Natif de Bukavu en République démocratique du Congo, Raïs Kibonge est arrivé à Montréal à l’âge de 20 ans avec son frère et ses trois sœurs pour fuir cette région de l’Afrique centrale marquée par des conflits sanglants.
Quand je me suis installé ici, je faisais des blagues avec mes amis en disant : "Moi et Jacques Cartier, même combat. Aller simple pour le Canada", dit-il en riant.
Si Raïs Kibonge n’est jamais retourné dans son pays natal, c’est que les souvenirs qui y sont rattachés sont marqués au fer rouge. Venant d’une ville qui a vécu le ressac du génocide du Rwanda, le pays voisin, son adolescence a été bouleversée par l’insécurité et l’instabilité. Dans son esprit, il sépare sa vie africaine en deux périodes : l’avant 1996 et l’après.
Avant 96, c’est l’enfance, c’est la protection par les parents, c’est une vie tranquille, où on a hâte à la fin de semaine pour pouvoir écouter des Disney ou des films. Mes deux parents étaient des fans de science-fiction. C’était beaucoup Star Trek, Star Wars. C'était comme protégé, se souvient-il avec nostalgie.

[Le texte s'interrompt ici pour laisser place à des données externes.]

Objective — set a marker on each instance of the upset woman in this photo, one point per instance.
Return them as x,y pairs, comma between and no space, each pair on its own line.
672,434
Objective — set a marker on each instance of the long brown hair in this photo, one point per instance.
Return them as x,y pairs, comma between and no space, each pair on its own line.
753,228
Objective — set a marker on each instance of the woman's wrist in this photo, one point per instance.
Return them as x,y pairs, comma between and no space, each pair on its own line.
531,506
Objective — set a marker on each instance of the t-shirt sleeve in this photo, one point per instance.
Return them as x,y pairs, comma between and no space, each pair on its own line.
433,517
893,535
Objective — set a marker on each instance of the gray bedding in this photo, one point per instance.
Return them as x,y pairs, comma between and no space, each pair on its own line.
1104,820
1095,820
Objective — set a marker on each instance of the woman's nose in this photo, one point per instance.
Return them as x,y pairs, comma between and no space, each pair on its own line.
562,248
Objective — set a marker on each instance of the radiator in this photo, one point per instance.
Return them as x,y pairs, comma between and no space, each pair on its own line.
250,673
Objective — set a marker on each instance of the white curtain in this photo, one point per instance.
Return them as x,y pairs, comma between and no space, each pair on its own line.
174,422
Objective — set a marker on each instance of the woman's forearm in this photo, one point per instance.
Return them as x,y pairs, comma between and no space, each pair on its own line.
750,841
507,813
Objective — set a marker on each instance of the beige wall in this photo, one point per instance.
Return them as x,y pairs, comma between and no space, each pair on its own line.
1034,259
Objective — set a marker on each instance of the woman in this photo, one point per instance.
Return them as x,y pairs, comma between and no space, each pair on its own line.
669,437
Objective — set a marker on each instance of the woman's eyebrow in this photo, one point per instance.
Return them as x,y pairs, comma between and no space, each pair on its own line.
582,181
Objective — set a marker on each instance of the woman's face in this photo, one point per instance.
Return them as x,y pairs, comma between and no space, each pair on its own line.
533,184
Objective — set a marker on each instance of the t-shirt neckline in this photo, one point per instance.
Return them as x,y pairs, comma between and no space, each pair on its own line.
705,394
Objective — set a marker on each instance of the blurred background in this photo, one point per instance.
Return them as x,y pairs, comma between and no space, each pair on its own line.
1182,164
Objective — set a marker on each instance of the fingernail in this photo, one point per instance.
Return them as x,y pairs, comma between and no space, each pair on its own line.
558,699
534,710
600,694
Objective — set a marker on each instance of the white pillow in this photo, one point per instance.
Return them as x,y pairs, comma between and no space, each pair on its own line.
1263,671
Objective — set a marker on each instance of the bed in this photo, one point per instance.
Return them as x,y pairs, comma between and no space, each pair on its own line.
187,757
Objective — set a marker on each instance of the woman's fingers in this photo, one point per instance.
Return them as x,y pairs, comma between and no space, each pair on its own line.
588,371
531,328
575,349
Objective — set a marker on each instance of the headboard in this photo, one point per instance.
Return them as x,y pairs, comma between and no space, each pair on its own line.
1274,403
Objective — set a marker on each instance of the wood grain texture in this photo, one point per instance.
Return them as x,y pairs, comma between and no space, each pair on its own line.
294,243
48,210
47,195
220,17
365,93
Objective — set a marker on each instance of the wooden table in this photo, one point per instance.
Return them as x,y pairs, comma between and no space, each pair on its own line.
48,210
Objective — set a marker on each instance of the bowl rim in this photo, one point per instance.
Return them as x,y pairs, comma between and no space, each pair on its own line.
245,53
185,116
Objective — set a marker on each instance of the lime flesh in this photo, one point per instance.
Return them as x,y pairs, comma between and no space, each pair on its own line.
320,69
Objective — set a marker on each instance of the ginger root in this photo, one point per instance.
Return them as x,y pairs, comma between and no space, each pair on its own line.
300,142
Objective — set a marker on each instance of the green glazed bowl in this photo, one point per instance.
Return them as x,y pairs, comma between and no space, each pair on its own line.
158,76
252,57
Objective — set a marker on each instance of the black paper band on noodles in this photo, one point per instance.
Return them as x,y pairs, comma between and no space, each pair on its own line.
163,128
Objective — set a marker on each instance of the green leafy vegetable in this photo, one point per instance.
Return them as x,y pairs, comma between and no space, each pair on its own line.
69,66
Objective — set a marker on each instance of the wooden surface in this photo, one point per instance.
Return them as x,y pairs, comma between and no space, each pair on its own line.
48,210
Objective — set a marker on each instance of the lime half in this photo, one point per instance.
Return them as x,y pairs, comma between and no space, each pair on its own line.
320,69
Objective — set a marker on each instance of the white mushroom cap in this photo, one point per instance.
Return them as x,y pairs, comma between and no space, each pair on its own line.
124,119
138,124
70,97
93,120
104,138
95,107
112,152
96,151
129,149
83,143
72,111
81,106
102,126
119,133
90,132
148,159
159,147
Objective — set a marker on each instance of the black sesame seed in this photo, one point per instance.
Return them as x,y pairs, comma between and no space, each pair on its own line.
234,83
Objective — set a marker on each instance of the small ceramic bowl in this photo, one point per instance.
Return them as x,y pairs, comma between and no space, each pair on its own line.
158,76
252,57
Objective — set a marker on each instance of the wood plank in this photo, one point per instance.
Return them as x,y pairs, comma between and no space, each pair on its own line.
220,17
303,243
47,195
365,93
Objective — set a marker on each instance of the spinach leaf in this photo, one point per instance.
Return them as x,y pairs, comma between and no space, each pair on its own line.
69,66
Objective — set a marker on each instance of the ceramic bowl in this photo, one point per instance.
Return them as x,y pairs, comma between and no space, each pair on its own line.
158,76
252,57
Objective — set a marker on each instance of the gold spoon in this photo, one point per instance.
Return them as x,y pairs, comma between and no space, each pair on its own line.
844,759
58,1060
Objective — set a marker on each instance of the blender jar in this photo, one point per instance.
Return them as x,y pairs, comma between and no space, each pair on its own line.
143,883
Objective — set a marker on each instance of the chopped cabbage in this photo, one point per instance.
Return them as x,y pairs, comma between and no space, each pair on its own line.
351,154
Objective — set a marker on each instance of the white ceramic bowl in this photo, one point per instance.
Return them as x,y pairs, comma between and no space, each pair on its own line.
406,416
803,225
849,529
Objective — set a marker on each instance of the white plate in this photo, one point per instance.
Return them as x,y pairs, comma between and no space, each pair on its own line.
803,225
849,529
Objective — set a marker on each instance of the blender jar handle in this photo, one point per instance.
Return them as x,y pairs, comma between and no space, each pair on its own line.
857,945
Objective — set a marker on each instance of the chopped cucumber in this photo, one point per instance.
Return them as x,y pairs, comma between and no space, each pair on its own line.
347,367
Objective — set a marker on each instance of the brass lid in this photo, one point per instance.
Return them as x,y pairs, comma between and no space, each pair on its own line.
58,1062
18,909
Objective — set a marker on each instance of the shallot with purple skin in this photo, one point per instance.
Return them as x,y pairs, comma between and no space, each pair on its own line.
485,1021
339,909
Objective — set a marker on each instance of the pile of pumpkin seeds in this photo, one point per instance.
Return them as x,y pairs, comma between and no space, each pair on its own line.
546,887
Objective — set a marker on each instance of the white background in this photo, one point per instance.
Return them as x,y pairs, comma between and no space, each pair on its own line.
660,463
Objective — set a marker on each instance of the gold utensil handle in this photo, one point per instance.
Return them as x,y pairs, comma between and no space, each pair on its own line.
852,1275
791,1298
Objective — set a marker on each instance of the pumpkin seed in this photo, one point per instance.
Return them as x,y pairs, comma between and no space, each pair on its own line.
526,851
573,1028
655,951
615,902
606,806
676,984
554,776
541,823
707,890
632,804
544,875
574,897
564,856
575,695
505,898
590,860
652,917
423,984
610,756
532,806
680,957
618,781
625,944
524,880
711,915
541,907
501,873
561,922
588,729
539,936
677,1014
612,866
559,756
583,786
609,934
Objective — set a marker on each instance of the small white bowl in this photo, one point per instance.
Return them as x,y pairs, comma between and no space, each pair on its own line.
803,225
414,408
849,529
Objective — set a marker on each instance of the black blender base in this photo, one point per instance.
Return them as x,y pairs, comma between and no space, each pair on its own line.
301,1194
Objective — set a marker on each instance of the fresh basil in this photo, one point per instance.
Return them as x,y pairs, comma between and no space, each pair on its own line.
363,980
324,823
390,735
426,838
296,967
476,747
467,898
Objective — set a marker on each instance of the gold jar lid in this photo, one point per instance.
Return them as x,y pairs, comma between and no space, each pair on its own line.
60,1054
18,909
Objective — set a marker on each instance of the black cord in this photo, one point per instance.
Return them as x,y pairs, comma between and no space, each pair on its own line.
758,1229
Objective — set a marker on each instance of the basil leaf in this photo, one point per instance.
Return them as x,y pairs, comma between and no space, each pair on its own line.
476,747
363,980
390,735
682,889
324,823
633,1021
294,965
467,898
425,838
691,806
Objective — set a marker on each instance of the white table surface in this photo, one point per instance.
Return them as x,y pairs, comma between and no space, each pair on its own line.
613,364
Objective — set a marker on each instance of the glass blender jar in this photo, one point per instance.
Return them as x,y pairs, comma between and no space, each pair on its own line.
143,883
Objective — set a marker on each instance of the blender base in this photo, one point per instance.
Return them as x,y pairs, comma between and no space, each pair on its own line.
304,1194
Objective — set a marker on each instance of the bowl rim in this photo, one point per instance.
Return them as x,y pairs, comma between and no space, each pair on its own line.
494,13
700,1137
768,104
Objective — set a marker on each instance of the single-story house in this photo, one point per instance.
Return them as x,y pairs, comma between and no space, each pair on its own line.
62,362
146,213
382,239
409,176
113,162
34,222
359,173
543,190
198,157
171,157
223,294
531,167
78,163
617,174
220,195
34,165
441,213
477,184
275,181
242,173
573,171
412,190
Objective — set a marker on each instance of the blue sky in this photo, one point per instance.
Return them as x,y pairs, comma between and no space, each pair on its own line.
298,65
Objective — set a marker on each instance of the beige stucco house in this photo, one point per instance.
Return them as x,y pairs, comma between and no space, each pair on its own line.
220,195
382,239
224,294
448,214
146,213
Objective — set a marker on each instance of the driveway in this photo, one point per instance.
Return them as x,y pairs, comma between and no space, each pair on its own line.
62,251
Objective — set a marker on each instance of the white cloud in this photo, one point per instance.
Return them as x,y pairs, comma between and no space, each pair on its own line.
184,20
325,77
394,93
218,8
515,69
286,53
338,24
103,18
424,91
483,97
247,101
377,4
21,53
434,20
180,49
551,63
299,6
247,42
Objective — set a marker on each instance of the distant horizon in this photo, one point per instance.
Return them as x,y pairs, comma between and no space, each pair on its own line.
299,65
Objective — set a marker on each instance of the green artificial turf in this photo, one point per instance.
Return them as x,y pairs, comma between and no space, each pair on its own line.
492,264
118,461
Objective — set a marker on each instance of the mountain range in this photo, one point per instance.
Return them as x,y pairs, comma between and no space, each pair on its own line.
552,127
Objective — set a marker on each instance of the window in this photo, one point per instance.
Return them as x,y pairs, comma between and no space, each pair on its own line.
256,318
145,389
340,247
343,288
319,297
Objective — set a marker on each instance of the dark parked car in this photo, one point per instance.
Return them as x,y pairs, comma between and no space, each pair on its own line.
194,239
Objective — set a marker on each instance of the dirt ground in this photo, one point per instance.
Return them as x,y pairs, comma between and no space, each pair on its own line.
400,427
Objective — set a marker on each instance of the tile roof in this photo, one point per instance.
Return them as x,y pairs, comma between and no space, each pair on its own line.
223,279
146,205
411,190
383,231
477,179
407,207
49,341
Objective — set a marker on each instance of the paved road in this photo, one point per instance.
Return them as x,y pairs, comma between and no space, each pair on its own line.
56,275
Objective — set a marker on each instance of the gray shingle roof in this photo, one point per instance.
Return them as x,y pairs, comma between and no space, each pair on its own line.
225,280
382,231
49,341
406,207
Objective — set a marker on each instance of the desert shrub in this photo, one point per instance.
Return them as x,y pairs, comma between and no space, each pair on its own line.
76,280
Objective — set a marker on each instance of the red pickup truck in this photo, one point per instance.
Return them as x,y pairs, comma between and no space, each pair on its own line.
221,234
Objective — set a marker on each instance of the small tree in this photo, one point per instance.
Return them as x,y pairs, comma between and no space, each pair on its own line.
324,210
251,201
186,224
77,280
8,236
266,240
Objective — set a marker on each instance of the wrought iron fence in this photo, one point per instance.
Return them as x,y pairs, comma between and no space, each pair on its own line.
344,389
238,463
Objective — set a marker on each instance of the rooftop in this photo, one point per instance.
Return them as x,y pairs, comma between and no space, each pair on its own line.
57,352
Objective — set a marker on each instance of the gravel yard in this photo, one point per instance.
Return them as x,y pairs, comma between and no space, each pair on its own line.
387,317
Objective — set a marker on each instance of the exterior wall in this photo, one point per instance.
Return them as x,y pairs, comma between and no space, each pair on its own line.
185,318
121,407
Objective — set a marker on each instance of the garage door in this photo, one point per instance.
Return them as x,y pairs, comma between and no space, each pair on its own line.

Alors qu’il a seulement 8 ans, en 1994, il entend les échos d’une tragédie horrible qui frappe le pays voisin à l’est : le génocide au Rwanda. Mais il est encore un jeune enfant qui n’a pas encore conscience de tout ce qui se passe. La crise humanitaire qui touche le Rwanda aura vite fait de se déplacer vers son pays, qu’on appelle à l’époque le Zaïre. Une simple rivière sépare Bukavu des horreurs qui se déroulent de l’autre côté.
À partir de 96, c’est comme si la vie nous rattrape. Il y a la guerre, l'instabilité. Ça rentre dans la face. La ville est paralysée. Les gens fuient. C’est les amis qui ne rentrent pas à l’école et c’est parce qu’ils se sont fait ramasser et sont devenus des enfants soldats.
La suite sera une succession de déplacements, selon les dangers du moment, dans un pays aux prises avec une guerre sanglante qui fera des dizaines de milliers de morts. C’est la chute du régime d’une trentaine d’années de Mobutu Sese Seko, qui sera remplacé par celui de Laurent-Désiré Kabila.
« La situation était difficile parce qu’il y avait des menaces de mort sur mon père, vu que c’était un médecin omnipraticien. Il soignait tout le monde et à un moment donné on lui a dit : "Il faudrait que tu soignes un camp plus que l’autre." »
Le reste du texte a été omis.